In the video, Krinks says more can be done to ensure it doesn’t get to the point where families have to call the police, where things might potentially end in a fatality.
“We do not have the proper systems of care,” Krinks said. “True public safety is not the presence of police. It’s creating societies [and] communities where everyone has what they need.”
In a 911 call around 2 p.m. on May 1, Griffin’s mother can be heard telling dispatchers that Griffin was, “schizophrenic and for about the last hour has been texting me messages that he plans to kill me and other people, and I think it’s something that Davidson County needs to address.”
His mother says on the call that he is armed, but adds that he’s never been violent before.
“I really don’t want the police to kill him, but I don’t want him to kill anyone else either,” she said.
Police spokesperson Don Aaron told reporters that Griffin told officers that he had a gun, but would not surrender it. During the police interaction, officers say they deployed a taser before deploying a gun.
MNPD negotiators and SWAT officers were brought to the scene about an hour into police interaction with Griffin, which began around 3 p.m. Mobile Crisis staff from the Mental Health Co-Op came to the scene and signed emergency committal papers for Griffin at around 5:15 p.m. The Tennessee Bureau of Investigation is investigating the shooting, which was captured on MNPD bodycam footage.

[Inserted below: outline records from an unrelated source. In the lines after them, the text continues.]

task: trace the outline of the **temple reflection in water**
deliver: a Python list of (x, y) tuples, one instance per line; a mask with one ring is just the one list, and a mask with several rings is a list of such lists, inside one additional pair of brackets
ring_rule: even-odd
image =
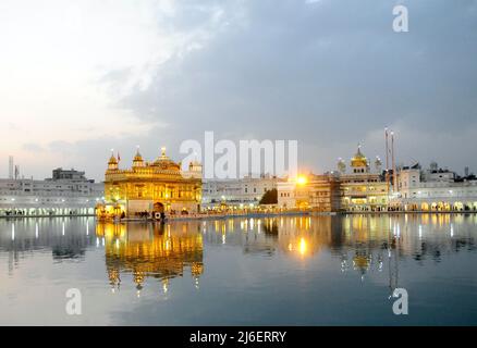
[[(56, 263), (84, 262), (105, 254), (105, 285), (147, 287), (167, 293), (172, 278), (191, 278), (198, 287), (205, 253), (221, 247), (247, 257), (281, 258), (286, 263), (333, 260), (337, 274), (370, 275), (391, 290), (400, 285), (400, 268), (437, 264), (450, 256), (477, 249), (475, 214), (399, 214), (345, 216), (274, 216), (159, 223), (97, 223), (86, 219), (2, 220), (0, 257), (8, 273), (50, 252)], [(103, 250), (101, 250), (103, 249)], [(229, 252), (228, 251), (228, 252)], [(227, 260), (225, 260), (227, 261)], [(310, 262), (309, 262), (310, 261)], [(282, 264), (283, 265), (283, 264)], [(209, 265), (216, 266), (216, 265)], [(224, 266), (227, 266), (224, 264)], [(389, 284), (388, 284), (389, 283)]]
[(121, 286), (121, 274), (130, 273), (138, 294), (147, 277), (160, 281), (167, 293), (169, 281), (183, 276), (184, 270), (198, 287), (204, 272), (204, 245), (194, 226), (98, 223), (96, 235), (105, 238), (106, 268), (113, 291)]

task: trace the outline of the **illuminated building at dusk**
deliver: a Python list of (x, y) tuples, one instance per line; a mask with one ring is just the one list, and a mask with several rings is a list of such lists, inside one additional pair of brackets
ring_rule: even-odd
[(119, 167), (112, 154), (105, 176), (105, 203), (98, 206), (100, 217), (127, 216), (139, 213), (188, 214), (200, 211), (201, 165), (189, 164), (183, 172), (166, 154), (166, 148), (154, 162), (145, 162), (139, 151), (131, 169)]

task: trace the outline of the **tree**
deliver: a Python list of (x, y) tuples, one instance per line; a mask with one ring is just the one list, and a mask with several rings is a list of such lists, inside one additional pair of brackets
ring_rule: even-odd
[(278, 204), (277, 188), (266, 191), (260, 199), (260, 204)]

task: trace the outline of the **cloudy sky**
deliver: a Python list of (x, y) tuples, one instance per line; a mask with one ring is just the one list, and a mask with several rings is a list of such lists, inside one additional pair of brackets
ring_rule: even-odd
[[(409, 32), (392, 29), (392, 9)], [(182, 140), (297, 139), (322, 172), (363, 145), (477, 172), (477, 1), (2, 0), (0, 176), (100, 179)]]

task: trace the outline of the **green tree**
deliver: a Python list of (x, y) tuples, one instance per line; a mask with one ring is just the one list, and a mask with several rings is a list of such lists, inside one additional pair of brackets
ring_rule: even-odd
[(277, 188), (266, 191), (260, 199), (260, 204), (278, 204)]

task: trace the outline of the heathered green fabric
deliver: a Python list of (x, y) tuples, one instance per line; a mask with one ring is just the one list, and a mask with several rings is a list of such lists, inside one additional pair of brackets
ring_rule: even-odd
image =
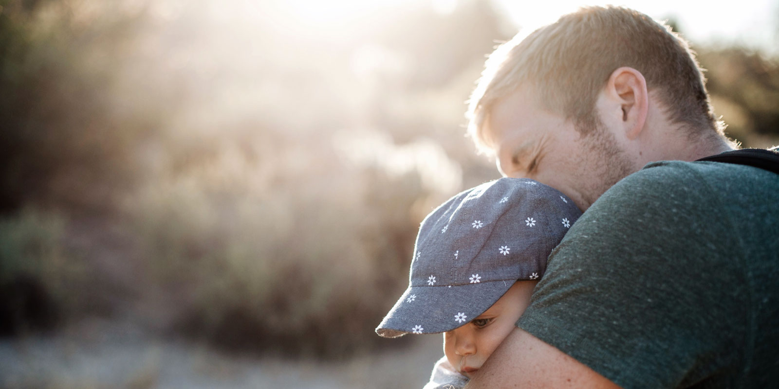
[(779, 175), (650, 163), (552, 251), (517, 322), (626, 387), (779, 387)]

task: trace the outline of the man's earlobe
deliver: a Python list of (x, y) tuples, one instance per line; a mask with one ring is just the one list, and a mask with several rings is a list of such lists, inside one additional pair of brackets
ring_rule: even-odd
[(608, 86), (622, 109), (625, 135), (634, 139), (640, 134), (649, 112), (649, 91), (647, 80), (640, 72), (622, 67), (612, 72)]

In the video, SWAT officers can be seen standing behind a ballistic shield while talking with Griffin, who can’t be seen on the video. Police say he was holding a pistol just a few feet away. Police say he shot a round from the pistol around 7:20 p.m. He was shot and killed by police shortly after.
“Jacob was a human being,” Open Table Nashville said in a statement. “He needed care. Housing. Employment. He and other Goodwill employees had been 'let go' months before because of a change in management at the store. He was hurting, struggling both mentally and emotionally.”
Open Table Nashville says friends who worked with Griffin called him a “teddy bear.”
“MNPD officers went to the camp after his mom asked them to check on him, and instead of being treated as a human being in need of care, he was treated as a threat to be neutralized,” they said. “When he refused to come out of his tent after hours of 'negotiating,' the officers devised a plan to extract him by using distraction devices, hard foam rounds, and a police dog that viciously attacked Jacob and pinned him to the ground. In the chaos of this violent ‘extraction,’ shots were fired and Jacob was killed.”